The exports are much better:
- There’s a rich list of parameters – album name, face tags, geo coordinates, dates
- The XMP files for the video files contain the date it was recorded
- There are none of the ‘behind the scenes’ ancillary files – such as thumbnails, lower resolutions, etc. No mess
- Files retain the original filename from the source, such as IMG_NNNN for iPhone photos – rather than the hashed filename the S3 bucket contains.
- The zip file download function appears to be based on the original photo creation date, not the upload date; ie. If you only started using Picturelife a year ago, but uploaded 10 years’ worth of photos with their timestamps intact, you would see a list of 10 years’ worth of zip files to download.
So – I can at least try to use those copies where I have them. Ideally, I would be able to dedupe these against the S3 sync, so I can delete the ones in the S3 bucket which I have safe and sound, and avoid processing duplicates in the S3 bucket if they never get the export working again and I have to go through it manually to recover my photos.
Where to go from here
So, right now, I have a list of challenges to consider:
- Dedupe the zipped Picturelife exports, against the S3 backup, including any thumbnails or different resolutions
- Get a datestamp against the videos, which is likely only stored on Picturelife’s own servers, so as to get them in sequence with all my photos
- See how any ‘special’ photos were handled, if at all (eg. Bursts, live photos, etc), and if they can be recovered (I suspect they weren’t stored)
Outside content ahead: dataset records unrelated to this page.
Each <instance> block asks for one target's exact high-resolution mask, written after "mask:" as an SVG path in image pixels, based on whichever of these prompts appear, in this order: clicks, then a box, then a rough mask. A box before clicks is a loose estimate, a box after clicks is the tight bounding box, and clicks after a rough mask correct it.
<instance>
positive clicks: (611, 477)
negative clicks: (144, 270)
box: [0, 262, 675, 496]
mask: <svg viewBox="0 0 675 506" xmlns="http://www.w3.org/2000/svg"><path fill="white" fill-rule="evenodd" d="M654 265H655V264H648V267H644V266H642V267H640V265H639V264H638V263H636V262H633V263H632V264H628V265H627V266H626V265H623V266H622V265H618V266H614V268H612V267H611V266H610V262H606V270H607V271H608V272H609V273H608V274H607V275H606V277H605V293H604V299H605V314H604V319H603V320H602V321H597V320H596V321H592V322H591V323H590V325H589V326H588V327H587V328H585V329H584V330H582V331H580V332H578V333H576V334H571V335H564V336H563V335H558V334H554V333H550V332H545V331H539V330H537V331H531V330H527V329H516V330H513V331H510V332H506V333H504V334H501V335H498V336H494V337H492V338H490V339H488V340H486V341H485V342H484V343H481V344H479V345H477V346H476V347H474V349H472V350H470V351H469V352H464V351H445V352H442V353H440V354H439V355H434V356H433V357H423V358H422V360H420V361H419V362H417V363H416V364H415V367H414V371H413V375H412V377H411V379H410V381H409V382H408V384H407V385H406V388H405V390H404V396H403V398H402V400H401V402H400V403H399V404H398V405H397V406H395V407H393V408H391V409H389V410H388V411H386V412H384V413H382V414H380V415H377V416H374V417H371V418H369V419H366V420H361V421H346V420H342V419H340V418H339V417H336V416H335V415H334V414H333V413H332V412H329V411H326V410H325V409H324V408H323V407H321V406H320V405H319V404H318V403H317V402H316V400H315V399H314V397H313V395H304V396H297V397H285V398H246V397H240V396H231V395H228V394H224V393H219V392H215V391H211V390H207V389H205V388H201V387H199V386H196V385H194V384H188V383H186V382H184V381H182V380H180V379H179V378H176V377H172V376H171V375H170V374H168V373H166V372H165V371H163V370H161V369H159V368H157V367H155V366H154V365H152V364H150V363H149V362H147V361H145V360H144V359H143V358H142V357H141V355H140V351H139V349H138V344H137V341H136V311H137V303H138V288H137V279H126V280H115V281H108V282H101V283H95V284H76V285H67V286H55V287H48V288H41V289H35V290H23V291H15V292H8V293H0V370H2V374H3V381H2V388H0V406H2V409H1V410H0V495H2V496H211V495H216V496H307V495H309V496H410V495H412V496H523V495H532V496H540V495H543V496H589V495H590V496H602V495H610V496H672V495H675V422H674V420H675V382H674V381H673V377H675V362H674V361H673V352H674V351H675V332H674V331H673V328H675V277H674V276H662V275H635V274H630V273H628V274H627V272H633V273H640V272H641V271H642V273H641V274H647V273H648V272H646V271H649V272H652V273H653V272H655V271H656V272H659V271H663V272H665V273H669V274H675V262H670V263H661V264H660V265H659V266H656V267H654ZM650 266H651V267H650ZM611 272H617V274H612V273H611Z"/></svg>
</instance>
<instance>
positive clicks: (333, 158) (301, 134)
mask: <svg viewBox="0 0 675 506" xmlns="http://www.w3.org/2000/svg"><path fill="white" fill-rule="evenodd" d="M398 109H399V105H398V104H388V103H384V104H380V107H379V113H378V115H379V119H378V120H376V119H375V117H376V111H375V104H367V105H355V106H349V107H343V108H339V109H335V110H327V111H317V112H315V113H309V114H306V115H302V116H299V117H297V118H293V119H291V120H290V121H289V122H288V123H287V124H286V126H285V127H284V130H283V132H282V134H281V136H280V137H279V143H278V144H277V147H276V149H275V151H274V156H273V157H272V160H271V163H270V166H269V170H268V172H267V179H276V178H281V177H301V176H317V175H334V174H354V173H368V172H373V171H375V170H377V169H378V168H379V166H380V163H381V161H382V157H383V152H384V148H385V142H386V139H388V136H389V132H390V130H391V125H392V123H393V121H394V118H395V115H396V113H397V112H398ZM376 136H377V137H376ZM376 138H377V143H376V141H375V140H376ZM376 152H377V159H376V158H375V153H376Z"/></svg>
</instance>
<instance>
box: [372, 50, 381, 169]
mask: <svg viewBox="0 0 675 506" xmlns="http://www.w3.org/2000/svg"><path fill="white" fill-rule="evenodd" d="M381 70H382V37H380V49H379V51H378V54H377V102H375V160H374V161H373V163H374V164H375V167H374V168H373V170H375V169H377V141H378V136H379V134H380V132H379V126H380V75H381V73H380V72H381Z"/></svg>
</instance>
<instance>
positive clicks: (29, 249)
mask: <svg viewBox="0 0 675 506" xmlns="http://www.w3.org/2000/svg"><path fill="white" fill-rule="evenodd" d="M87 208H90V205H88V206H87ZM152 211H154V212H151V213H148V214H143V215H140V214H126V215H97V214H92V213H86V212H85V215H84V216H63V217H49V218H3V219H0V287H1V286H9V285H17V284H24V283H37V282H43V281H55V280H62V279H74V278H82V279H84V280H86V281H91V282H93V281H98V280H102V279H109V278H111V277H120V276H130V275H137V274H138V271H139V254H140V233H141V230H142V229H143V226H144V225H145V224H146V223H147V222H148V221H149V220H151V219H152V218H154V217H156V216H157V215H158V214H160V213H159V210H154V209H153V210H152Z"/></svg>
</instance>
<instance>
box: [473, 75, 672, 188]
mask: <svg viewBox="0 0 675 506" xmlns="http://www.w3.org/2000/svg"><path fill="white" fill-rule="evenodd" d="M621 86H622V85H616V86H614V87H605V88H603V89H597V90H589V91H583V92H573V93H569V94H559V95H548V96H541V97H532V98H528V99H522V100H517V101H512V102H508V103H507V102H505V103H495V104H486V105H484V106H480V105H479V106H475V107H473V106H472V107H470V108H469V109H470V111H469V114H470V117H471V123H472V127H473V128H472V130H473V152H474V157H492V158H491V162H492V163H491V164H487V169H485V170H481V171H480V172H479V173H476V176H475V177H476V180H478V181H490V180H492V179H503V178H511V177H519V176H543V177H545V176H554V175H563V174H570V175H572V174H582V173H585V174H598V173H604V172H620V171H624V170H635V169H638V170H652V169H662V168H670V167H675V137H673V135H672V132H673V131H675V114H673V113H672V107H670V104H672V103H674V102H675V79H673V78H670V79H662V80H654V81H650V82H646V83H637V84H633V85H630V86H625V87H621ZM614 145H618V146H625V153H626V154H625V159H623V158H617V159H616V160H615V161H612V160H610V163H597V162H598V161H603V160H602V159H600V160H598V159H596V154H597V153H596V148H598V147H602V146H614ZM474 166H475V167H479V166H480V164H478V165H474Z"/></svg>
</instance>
- Analyse generally whether my assumptions and deductions are working, ideally by checking distributions of datestamps, video timestamps, etc.
I’ve checked for various deduplication tools for files and photos, as well as file scanners, file renamers, etc., but I have to admit, I wish I had the scripting skills to do a lot of this. Scripts such as “do a checksum compare of the exported and S3 Picturelife files, deleting the S3 copy with any thumbnails or other recodes if the zip copy is good” is something few tools will have, unless they also support a scripting language themselves. Other useful things would be to check the number of unique photos before thumbnails and different resolutions, or compare creation dates against modification dates to understand what they represented. I wish I had learnt Python, here!
In the meantime, I’m left to sorting out what I have, and waiting. You can argue that I should never have moved away from the YYYY\MMDD – Event Name structure that I used to use, but the fact was, I wasn’t keeping up with that either, finding myself spending endless weekends trying to keep up. Picturelife did offer a great way to organise, and actually use – share and view – these photos, and my one big failure was in taking regular backups, and testing my data export strategy.
Lesson learned. Backup. Test. The two most important words in IT.